In Season 3 (two episodes later), “Billions” is still benefitting from that mic drop moment; the question is if it can do it again, let alone surpass it. Hour-long arcs focus on Axe trying to learn who he is after being arrested, what kind of person he could be without his job, and whether or not that’s acceptable. Chuck is trying to drive the stake home — keeping Axe from wriggling out of the trap he so carefully set. A day in court looms, as does another verbal assault in the season finale between these two monetary titans. The ground has shaken and the aftershocks are keeping things mighty interesting through five new episodes.

Still, when one earthquake occurs, it’s only logical to expect another. Season 3 operates efficiently. There’s lots of Pearl Jam-era music cues, ostentatiously fancy locales, and such an onslaught of analogies, one wonders if any of these characters know how to tell a story plainly. (The first scene starts on Chuck walking down a hallway, dramatic music blaring behind him, but chords abruptly end the second someone starts into a simile.) In other words, the passionate fan base allotted behind “Billions” should be happy. But can they expect another monumental shift in Season 3? Can a show that went from “OK” to “damn fun” take another step forward?

Billions Season 3 Paul Giamatti

The odds are better than one in a billion — perhaps far better, considering how well the show surpassed expectations by the end of Season 2 — but there are no new reasons to believe. Multiple episodes in the first five replicate the formula of the show’s best hour, with less impact. One starts with the ending and works it way back in time to explain how we get there. Another uses Axe’s imagination to show various scenarios before revealing which one actually happened. Both operate under the same guessing-game style back-and-forth that made “Golden Frog Time” sizzle, but both feel predictable in comparison. They work. They get the job done. But there are no tremors.

What’s there can be fundamentally compelling and opaquely peculiar. Axe and Chuck are always good for a few enthralling speeches and gleeful quips; just look to the two pros playing them. Lewis remains a riveting central figure, even as he rarely moves outside his steely, gravel-voiced comfort zone, and Giamatti brings more nuanced gestures, glances, and telling silences than the editor can keep up with. The same well-earned watchability follows Maggie Siff and Asia Kate Dillon, who stand out even in an uncommonly strong overall ensemble.
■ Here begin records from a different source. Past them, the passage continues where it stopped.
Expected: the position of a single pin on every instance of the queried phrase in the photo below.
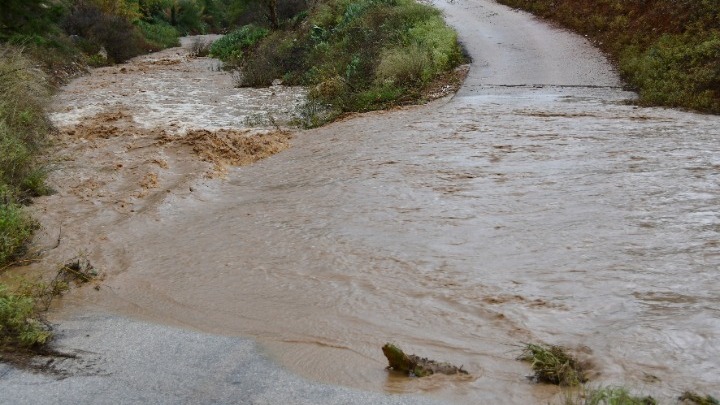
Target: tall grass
(355, 55)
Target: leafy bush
(678, 71)
(23, 125)
(97, 29)
(231, 47)
(356, 55)
(19, 324)
(23, 128)
(159, 35)
(668, 50)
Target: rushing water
(535, 205)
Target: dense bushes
(232, 46)
(23, 127)
(19, 323)
(356, 55)
(669, 50)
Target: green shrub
(19, 323)
(16, 228)
(357, 55)
(23, 128)
(667, 50)
(159, 35)
(231, 47)
(678, 71)
(98, 29)
(407, 65)
(615, 396)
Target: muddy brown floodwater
(535, 205)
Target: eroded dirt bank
(536, 205)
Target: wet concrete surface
(535, 205)
(124, 361)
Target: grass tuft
(668, 50)
(614, 396)
(553, 365)
(697, 399)
(355, 55)
(20, 325)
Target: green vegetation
(668, 50)
(553, 365)
(609, 396)
(232, 47)
(356, 55)
(23, 127)
(695, 398)
(416, 366)
(19, 322)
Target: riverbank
(535, 205)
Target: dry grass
(228, 147)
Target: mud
(537, 205)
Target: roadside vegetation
(555, 365)
(667, 50)
(354, 55)
(42, 44)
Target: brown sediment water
(534, 205)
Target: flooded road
(535, 205)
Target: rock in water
(416, 366)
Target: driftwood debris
(416, 366)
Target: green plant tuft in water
(695, 398)
(553, 365)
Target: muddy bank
(535, 205)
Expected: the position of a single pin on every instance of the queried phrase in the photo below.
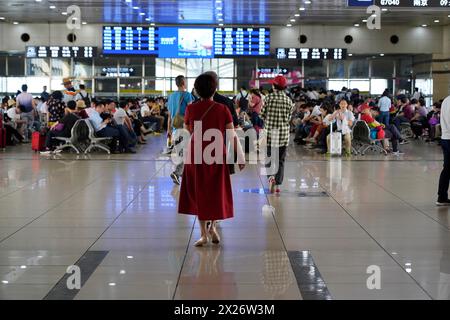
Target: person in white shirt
(444, 179)
(416, 94)
(344, 119)
(385, 104)
(82, 94)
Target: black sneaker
(443, 203)
(175, 178)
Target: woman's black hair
(57, 95)
(205, 85)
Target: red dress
(206, 188)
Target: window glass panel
(383, 68)
(101, 63)
(106, 87)
(61, 68)
(38, 67)
(194, 67)
(225, 68)
(315, 68)
(362, 85)
(16, 66)
(150, 67)
(377, 86)
(130, 87)
(337, 69)
(15, 83)
(358, 68)
(82, 68)
(2, 66)
(337, 84)
(226, 85)
(134, 63)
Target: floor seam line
(373, 239)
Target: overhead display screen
(241, 42)
(130, 40)
(61, 52)
(186, 42)
(401, 3)
(311, 53)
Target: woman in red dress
(206, 188)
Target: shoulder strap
(181, 102)
(206, 112)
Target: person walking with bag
(178, 102)
(445, 143)
(276, 113)
(206, 188)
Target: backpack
(243, 102)
(86, 99)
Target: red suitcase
(2, 134)
(37, 142)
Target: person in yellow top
(152, 114)
(69, 91)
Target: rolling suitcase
(2, 134)
(37, 142)
(335, 142)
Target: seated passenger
(103, 128)
(63, 128)
(344, 119)
(368, 115)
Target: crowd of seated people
(53, 117)
(317, 113)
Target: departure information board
(130, 40)
(61, 52)
(230, 42)
(413, 3)
(186, 42)
(311, 53)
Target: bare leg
(213, 232)
(204, 234)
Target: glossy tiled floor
(380, 211)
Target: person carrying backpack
(83, 95)
(242, 99)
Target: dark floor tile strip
(309, 280)
(88, 263)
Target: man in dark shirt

But there are also fun recurrences to read into. For instance, two men flaunt their fully exposed privates to the same man, and both times the dick-measuring challenge is extended as a “fuck you” to the rattled observer. Is this some sort of commentary on the toxic masculinity simultaneously embraced and mocked in “Billions”? The audience is exposed to the dangling wangs, as well, via multiple full-frontal shots of each guy. Is the fact that there are twice as many naked men as naked women in this ostensibly macho series a similar, if kinder, “fuck you” nudge to viewers at home? Akin to saying, “Hey, we know you’re loving these badass dudes, but don’t like them too much — they’re all still acting like dicks.”

Throw in fleeting odes to our temporary stay on this Earth and sharp jokes that seemingly come out of nowhere, and there are a lot of little treasures to discover in “Billions.” For those that want to look, there are probably more. (Your mileage out of certain performances may vary based on your tolerance for their characters.)

If the first season of the Showtime drama showed promise before disappointing (when compared to the “prestige TV” it looked to compete against at the Emmys, Globes, and general consensus), Season 2 eventually reorganized the basics to really surprise people; like following up a pop-out on a big swing by drilling a fastball right up the middle. (P.S. To properly honor “Billions,” this review needs far more analogies.) Overall, the series may just be trying to recreate that magnificent Giamatti moment, but now that “Billions” has shown it can get there, it’s worth keeping an eye on this hitter.

Grade: B

“Billions” airs new episodes Sundays at 10 p.m. ET on Showtime.